Les secteurs est de la capitale séduisent aussi : « A la faveur de vacances, avec une location sur le canal Saint-Martin, ils découvrent qu’un 2-pièces de 40 à 60 m² peut être acheté entre 400 000 et 600 000 euros, un budget très raisonnable pour des urbains des grandes villes américaines », confirme Andréa Boström-Mouls, directrice de Varenne.
Sur la rive droite, « l’arrivée de l’hôtel Soho House dans le IXe a renforcé l’attractivité de l’arrondissement, pointe Sébastien Kuperfis, président de Junot. Paris reste pour eux la capitale du charme, de l’architecture, de la cuisine, pour certains de la frivolité, pour d’autres de la liberté ». Aussi, ces Américains n’hésitent pas à s’offrir une part de rêve en posant leurs valises, ponctuellement ou définitivement, en recherche d’authenticité. « Ils sont très sensibles aux éléments d’époque, les parquets Versailles ou point de Hongrie, les cheminées avec trumeaux et miroirs, les moulures avec angles et doucines », confirme Alexandre Raton, président de Richelieu Rénovation.
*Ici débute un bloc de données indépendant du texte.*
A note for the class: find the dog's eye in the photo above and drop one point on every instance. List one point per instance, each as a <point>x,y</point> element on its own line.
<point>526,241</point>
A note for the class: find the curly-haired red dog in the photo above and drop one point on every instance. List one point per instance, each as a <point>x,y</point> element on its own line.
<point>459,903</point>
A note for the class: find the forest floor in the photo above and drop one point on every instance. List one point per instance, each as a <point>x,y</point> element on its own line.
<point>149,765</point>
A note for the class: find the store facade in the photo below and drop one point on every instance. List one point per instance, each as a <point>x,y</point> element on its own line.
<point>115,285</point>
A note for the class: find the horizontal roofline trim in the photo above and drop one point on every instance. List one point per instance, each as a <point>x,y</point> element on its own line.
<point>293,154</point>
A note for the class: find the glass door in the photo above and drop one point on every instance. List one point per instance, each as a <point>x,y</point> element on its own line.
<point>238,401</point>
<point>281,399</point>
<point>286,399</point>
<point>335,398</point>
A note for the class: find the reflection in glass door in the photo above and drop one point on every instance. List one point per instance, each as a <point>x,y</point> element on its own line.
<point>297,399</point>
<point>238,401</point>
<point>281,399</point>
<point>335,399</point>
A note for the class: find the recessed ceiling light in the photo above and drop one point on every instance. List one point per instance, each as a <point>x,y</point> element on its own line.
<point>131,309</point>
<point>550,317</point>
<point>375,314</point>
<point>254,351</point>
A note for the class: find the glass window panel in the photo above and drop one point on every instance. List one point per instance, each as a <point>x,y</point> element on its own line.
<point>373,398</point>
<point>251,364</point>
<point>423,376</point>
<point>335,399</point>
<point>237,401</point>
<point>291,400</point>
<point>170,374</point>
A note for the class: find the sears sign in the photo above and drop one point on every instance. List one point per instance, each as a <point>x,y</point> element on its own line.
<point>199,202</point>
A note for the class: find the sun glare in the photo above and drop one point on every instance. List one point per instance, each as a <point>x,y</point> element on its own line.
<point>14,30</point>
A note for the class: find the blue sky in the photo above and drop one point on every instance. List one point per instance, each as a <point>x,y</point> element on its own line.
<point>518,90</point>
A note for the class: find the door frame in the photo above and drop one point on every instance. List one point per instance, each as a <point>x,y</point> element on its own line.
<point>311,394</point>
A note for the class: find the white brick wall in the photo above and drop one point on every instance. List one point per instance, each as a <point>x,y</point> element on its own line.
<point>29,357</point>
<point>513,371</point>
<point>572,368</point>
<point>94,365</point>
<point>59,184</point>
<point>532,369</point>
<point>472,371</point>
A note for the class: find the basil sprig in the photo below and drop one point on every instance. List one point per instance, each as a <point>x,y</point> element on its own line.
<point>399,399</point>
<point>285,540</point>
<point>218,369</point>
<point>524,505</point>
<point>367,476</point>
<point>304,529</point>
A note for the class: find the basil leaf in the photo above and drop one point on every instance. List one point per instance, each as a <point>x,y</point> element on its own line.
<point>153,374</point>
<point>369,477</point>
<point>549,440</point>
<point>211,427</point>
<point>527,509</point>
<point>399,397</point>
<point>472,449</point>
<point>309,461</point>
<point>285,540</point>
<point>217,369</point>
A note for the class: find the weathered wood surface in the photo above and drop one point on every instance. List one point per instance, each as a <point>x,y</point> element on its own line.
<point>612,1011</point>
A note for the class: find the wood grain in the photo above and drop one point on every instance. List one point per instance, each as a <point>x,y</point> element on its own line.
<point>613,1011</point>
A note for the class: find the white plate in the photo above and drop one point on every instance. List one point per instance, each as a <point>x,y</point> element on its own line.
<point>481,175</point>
Souvent, ces acquéreurs sont très connaisseurs en matière d’art, d’architecture et d’histoire. Ainsi, « un couple d’architectes vient de s’offrir pour près d’1,6 million d’euros un appartement de 112 m² avec deux chambres et balcon près de la porte d’Auteuil, dans un immeuble classé monument historique signé Le Corbusier et Pierre Jeanneret, le premier immeuble en verre construit entre 1931 et 1934 », illustre Aurélien Vernant, directeur d’Architecture de Collection.
Ensuite, tout est affaire de budget. Qui peut être extrêmement généreux. « Certains plébiscitent de grands appartements rénovés, meublés et climatisés, dits clés en mains, comme ce couple de quadragénaires new-yorkais qui travaille dans la tech et recherche un bien de 500 m² minimum, avec vue, dans les VIIe, VIIIe ou XVIe arrondissements, sans travaux, pour lequel il peut dépenser jusqu’à 30 millions d’euros », relève Geoffrey Benoit, directeur exécutif de John Taylor. Une enveloppe qui leur permettrait aussi de s’offrir une splendide villa dans le sud de la France, autre destination très recherchée.
Plus qu’à fuir les Etats-Unis de Donald Trump, ils cherchent avant tout à profiter de leur fortune et de leur vie. D’autant « qu’ils ont un rapport décomplexé à la fiscalité. La taxe sur les résidences secondaires ou l’impôt sur la fortune immobilière sont autant de paramètres jugés marginaux au regard de leurs capacités financières et des dispositifs existant dans leur pays d’origine », remarque Boris Auger, directeur des bureaux Janssens Immobilier de Saint-Tropez.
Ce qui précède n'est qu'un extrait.